Here are some common definitions of science:

– Branch of knowledge or study dealing with a body of facts or truths systematically arranged and showing the operation of general laws, e.g., the mathematical science;

– Systemic knowledge of the physical or material world gained through observations and experimentation;

– Systematized knowledge in general;

– Any of the branches of natural or physical sciences;

– A particular branch of knowledge;

– Knowledge, as of facts or principles; knowledge gained by systematic study;

– Skill, esp. reflecting a precise application of facts or principle; proficiency.


The word Science comes from Latin word "scientia" meaning "knowledge" and in the broadest sense it is any systematic knowledge-base or prescriptive practice being capable of resulting in prediction. This is why science is termed as highly skilled technique or practice. However, in more contemporary terms, science is a system of acquiring knowledge based on scientific process or method in order to organize body of knowledge gained through research. Science remains a continuing effort on the part of human being to discover and increase knowledge through research. Scientists can make observations, record measureable data related to their observations, analyze the information in hand in order to construct theoretical explanations of phenomenon involved.

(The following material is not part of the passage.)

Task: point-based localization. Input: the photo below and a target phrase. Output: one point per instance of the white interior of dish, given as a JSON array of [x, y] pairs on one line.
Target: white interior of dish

Man's respect for knowledge is one of his most peculiar characteristics. Science came to be the name of the most respectable kind of knowledge. But what distinguishes knowledge from superstition, ideology or pseudoscience? The Catholic Church excommunicated Copernicans, the Communist Party persecuted Mendelians on the ground that their doctrines were pseudoscientific. The demarcation between science and pseudoscience is not merely a problem of armchair philosophy: it is of vital social and political relevance. Many philosophers have tried to solve the problem of demarcation in the following terms: a statement constitutes knowledge if many people believe it sufficiently strongly. But the history of thought shows us that many people were totally committed to absurd beliefs. If the strength of beliefs were a hallmark of knowledge, we should have to rank some tales about demons, angels, devils, and of heaven and hell as knowledge. Scientists, on the other hand, are very skeptical even of their best theories. Newton's is the most powerful theory science has yet produced, but Newton himself never believed that bodies attract each other at a distance. So no degree of commitment to beliefs makes them knowledge. Indeed, the hallmark of scientific behaviour is a certain skepticism even towards one's most cherished theories. Blind commitment to a theory is not an intellectual virtue: it is an intellectual crime. Thus a statement may be pseudoscientific even if it is eminently 'plausible' and everybody believes in it, and it may be scientifically valuable even if it is unbelievable and nobody believes in it. A theory may even be of supreme scientific value even if no one understands it, let alone believes it [5].